Wenn du nicht gerade reiche Eltern hast 🙂 , könnten diese Studienfinanzierung s- und Spartipps für Studenten für dich von Interesse sein!

 

  1. Beantrage Bafög beim Bafögamt an deiner Uni. Wenn du schnell in deinem Studium bist, musst du nur einen Teil des Bafögs zurückzahlen.

 

  1. Falls deine Eltern zu viel Geld verdienen, um Bafög zu bekommen, kannst du auch einen gering verzinsten Studienkredit bei deiner Landesbank beantragen. Weitere günstige Kredite für Studenten sind das Studienbeitragsdarlehen und der Bildungskredit.

 

  1. Leihe dir die Bücher für dein Studium nur aus. Solltest du doch welche kaufen müssen, vergleiche die Preise bei Eurobuch, denn diese Seite vergleicht alle möglichen Portale von Amazon über Ebay bis hin zu Zvab.

 

  1. Probiere ein Stipendium zu erhalten. Die meisten Stipendien in Deutschland vergibt die Deutsche Forschungsgesellschaft (DFG).
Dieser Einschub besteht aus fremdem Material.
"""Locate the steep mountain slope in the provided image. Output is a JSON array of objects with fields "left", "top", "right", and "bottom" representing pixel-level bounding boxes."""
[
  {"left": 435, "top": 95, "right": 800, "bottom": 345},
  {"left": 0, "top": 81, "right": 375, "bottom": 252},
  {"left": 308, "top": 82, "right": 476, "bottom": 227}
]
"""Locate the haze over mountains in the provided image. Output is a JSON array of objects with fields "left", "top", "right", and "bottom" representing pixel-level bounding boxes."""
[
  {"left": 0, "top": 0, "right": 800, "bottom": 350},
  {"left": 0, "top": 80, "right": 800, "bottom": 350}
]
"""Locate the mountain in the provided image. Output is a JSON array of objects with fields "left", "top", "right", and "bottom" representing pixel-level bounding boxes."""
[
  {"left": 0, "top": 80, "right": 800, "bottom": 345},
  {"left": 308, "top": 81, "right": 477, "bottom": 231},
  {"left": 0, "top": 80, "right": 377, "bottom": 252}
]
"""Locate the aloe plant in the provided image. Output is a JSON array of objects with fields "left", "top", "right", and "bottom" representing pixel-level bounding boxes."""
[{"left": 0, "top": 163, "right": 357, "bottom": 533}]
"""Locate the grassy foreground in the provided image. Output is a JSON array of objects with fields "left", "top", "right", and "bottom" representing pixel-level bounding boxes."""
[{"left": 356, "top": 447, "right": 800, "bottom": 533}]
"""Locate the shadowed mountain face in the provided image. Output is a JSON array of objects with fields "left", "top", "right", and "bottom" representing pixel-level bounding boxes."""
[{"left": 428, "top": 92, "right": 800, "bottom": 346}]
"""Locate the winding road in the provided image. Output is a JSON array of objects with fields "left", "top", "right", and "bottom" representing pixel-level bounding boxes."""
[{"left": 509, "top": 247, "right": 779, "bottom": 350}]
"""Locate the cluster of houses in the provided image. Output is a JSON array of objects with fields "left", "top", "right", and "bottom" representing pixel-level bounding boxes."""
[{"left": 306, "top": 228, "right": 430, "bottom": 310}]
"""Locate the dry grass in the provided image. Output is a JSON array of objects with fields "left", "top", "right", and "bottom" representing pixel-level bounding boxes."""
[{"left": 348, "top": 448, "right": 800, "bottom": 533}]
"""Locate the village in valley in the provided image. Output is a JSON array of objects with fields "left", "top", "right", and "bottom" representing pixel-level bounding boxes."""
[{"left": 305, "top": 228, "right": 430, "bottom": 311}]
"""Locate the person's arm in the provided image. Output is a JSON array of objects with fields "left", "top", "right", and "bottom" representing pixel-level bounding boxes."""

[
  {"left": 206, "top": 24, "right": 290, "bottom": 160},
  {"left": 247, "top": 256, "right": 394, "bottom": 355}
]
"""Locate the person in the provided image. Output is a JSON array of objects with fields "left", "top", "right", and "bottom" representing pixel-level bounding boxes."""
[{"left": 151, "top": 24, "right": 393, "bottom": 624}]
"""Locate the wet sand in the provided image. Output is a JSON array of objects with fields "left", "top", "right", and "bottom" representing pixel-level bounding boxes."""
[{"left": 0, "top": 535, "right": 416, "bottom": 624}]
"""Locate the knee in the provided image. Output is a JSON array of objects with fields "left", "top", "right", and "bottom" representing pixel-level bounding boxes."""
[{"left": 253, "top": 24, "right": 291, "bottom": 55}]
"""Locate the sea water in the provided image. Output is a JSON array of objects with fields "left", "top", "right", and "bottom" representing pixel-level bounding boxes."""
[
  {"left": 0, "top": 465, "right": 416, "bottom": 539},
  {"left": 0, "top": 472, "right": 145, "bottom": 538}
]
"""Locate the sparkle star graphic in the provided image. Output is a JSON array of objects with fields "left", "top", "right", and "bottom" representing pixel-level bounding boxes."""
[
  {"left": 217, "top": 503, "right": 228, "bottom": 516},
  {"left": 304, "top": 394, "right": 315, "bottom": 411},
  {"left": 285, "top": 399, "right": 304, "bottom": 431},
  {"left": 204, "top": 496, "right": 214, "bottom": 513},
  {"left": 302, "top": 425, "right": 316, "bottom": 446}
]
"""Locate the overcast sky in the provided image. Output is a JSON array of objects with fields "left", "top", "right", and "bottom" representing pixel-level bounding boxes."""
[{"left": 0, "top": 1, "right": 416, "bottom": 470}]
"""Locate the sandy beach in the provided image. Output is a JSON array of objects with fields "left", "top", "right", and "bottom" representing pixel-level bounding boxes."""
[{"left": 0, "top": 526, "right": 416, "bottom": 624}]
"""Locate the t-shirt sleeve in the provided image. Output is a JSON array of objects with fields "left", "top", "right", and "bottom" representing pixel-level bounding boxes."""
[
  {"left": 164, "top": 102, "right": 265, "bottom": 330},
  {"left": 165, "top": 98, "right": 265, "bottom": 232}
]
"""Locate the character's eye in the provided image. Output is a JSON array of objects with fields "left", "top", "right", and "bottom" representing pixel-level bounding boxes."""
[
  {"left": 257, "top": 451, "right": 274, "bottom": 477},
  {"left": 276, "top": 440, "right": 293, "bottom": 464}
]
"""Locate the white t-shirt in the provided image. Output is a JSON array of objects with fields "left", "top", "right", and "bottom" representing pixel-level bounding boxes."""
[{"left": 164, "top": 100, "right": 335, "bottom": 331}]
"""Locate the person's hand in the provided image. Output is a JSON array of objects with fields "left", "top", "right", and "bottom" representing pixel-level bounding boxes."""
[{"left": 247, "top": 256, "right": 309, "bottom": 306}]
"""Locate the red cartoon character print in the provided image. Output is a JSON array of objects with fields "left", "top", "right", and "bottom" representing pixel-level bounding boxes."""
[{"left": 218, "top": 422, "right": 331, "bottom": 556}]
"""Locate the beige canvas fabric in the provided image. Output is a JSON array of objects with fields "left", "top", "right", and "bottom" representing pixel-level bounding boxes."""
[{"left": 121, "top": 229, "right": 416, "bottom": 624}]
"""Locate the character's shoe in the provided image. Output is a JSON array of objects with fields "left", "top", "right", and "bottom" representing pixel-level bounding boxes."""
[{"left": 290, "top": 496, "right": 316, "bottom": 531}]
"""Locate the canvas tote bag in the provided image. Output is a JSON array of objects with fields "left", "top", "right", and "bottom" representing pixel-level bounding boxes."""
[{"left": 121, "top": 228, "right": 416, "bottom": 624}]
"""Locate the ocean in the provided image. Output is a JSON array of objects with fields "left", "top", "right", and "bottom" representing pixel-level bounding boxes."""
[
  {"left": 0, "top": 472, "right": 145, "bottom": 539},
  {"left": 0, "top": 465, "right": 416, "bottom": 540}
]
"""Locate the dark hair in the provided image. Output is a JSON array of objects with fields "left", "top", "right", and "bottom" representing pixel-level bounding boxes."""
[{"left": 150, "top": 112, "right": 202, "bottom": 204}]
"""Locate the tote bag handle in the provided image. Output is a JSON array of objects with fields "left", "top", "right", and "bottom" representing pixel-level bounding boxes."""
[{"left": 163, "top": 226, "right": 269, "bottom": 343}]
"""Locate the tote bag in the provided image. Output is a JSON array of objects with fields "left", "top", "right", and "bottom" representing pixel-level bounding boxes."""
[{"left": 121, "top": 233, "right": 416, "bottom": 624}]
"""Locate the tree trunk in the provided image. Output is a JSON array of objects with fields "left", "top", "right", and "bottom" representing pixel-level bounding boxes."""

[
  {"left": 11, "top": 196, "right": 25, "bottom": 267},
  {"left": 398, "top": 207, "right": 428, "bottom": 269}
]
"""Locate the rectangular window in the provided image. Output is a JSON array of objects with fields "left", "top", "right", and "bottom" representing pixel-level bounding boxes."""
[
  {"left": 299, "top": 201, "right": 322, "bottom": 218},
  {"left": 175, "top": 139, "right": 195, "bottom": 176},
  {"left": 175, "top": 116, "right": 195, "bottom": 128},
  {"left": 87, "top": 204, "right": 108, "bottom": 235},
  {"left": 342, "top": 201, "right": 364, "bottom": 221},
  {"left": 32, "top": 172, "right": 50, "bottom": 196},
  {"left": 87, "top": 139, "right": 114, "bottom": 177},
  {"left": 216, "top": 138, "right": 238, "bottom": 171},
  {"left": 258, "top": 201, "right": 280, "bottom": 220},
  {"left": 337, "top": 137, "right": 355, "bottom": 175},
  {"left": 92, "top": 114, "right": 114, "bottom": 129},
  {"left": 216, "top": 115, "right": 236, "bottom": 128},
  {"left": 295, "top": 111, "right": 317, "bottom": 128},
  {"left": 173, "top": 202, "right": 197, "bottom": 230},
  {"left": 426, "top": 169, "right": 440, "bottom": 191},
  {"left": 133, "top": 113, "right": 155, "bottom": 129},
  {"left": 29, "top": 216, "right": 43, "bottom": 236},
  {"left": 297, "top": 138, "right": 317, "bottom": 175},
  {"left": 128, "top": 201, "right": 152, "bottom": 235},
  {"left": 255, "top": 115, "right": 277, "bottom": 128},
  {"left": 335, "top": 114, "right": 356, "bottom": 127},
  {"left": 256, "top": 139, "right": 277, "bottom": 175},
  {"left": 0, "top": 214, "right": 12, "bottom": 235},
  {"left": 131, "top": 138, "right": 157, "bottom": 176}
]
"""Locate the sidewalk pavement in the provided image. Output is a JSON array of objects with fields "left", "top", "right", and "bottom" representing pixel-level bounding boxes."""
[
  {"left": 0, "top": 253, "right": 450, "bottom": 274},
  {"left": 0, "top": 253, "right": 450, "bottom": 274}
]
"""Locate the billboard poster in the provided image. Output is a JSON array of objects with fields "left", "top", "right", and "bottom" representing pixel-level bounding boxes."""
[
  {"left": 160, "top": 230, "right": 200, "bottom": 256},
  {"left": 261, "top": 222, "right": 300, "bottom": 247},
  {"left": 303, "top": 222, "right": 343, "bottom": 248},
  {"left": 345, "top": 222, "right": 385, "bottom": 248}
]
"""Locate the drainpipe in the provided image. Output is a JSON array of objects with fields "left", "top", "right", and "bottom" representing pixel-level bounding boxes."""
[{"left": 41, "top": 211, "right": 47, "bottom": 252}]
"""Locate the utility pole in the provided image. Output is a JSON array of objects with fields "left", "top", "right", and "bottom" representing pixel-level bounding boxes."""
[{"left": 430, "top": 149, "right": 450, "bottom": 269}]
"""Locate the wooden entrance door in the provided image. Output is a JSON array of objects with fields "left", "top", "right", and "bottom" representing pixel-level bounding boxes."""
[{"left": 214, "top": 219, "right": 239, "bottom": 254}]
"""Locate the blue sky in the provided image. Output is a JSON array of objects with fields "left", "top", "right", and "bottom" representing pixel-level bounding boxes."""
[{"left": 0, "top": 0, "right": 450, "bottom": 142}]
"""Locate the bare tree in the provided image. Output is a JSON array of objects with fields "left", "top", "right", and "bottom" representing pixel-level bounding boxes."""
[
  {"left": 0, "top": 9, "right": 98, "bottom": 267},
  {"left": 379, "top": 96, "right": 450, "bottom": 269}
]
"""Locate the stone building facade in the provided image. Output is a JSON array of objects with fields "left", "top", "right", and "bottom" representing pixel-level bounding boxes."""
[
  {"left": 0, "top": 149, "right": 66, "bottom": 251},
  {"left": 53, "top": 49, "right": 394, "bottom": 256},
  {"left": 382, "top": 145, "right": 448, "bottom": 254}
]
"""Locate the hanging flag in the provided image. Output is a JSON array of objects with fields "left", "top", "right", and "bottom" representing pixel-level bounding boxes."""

Sollten deine Eltern Arbeiter sein, kannst du dich bei der Stiftung Arbeiterkind für ein Stipendium bewerben. SPD Mitglieder kommen einfach an ein Stipendium der Hans Böckler Stiftung und CDU Mitglieder an eins der Konrad Adenauer Stiftung. Des Weiteren kannst du dir bestimmte Studiengänge (z. B. Medizin) auch über die Bundeswehr finanzieren lassen, wenn du dich dort verpflichtest.

 

  1. Besorge dir einen Studentenjob, denn diese werden oft gut bezahlt. Studentenjobs gibt es z. B. in der Bibliothek, beim Unisport oder als Tutor. Nebenbei lernst du darüber oft coole Leute kennen.

 

  1. Schreibe deine Abschlussarbeit in Kooperation mit einer Firma bzw. einen Betrieb. Diese zahlen dir oft gutes Geld, wenn deine Erkenntnisse die Firma weiterbringen.

 

  1. Anstelle von Privatunis kannst du auch im Ausland studieren. Dänemark hat z. B. sehr gute Unis, die auf Privatuniniveau sind und keine Studiengebühren kosten. NC-Lastige Studiengänge wie Psychologie oder Tiermedizin kannst du oft in Holland oder Österreich an einer staatlichen Universität studieren.

 

  1. Wohne in WGs im Studentenwohnheim, denn günstiger und unkomplizierter kannst du eine Wohnung warm mit Internet nicht bekommen.

 

  1. Nutze jegliche Rabatte für Studenten (z. B. bei Abonnements, beim Girokonto, Friseur) und dein Semesterticket zum Bahnfahren. Besonders große Rabatte gibt es z. B. bei Software von Microsoft oder Apple und bei Handyanbietern.

 

  1. Nutze die Leistungen der Uni, denn diese sind extrem gut und günstig. Gehe in die Unibibliothek statt in die Bücherei, gehe zum Unisport statt ins Fitnessstudio, gehe ins Unikino statt ins normale Kino und gehe in die Mensa statt ins normale Restaurant. Auch Seminare z. B. zum besseren Lernen/Lesen, Bewerben oder zum Thema Zeitmanagement kannst du an den meisten Unis sehr günstig machen. Alternativ bekommst du auch bei den meisten VHS-Kursen Studentenrabatte.

 

  1. Lass dich bis 25 über deine Eltern mit krankenversichern.

 

  1. Nimm immer deinen Studentenausweis mit und besorge dir für Reisen einen internationalen Studentenausweis (ISIC), denn so bekommst du in vielen Museen, Hostels etc. sehr gute Rabatte.

 

  1. Solltest du Bafög bekommen und nicht bei deinen Eltern leben, lass dich von den Rundfunkbeiträgen befreien. Außerdem kannst du dir bei einem geringen Einkommen auch die Kosten für die Antibabypille übernehmen lassen.

 

  1. Bist du 25 bist, bekommen deine Eltern Kindergeld für dich, ggf. geben sie dir davon etwas ab.

 

  1. Richtig Geld sparst du mit einem dualen Studium. Dabei verdienst du sogar Geld und eine Firma bezahlt dich, allerdings ist diese Form des Studiums sehr arbeitsintensiv (und hat mit einem Studentenleben nur bedingt was zu tun 🙂 ).

 

  1. Hilfsbedürftige Studenten können in einem Teilzeitstudium auch Sozialleistungen beantragen, allerdings werden diese nur in Ausnahmefällen genehmigt, denn eigentlich sind Studenten von staatlichen Transferleistungen ausgeschlossen.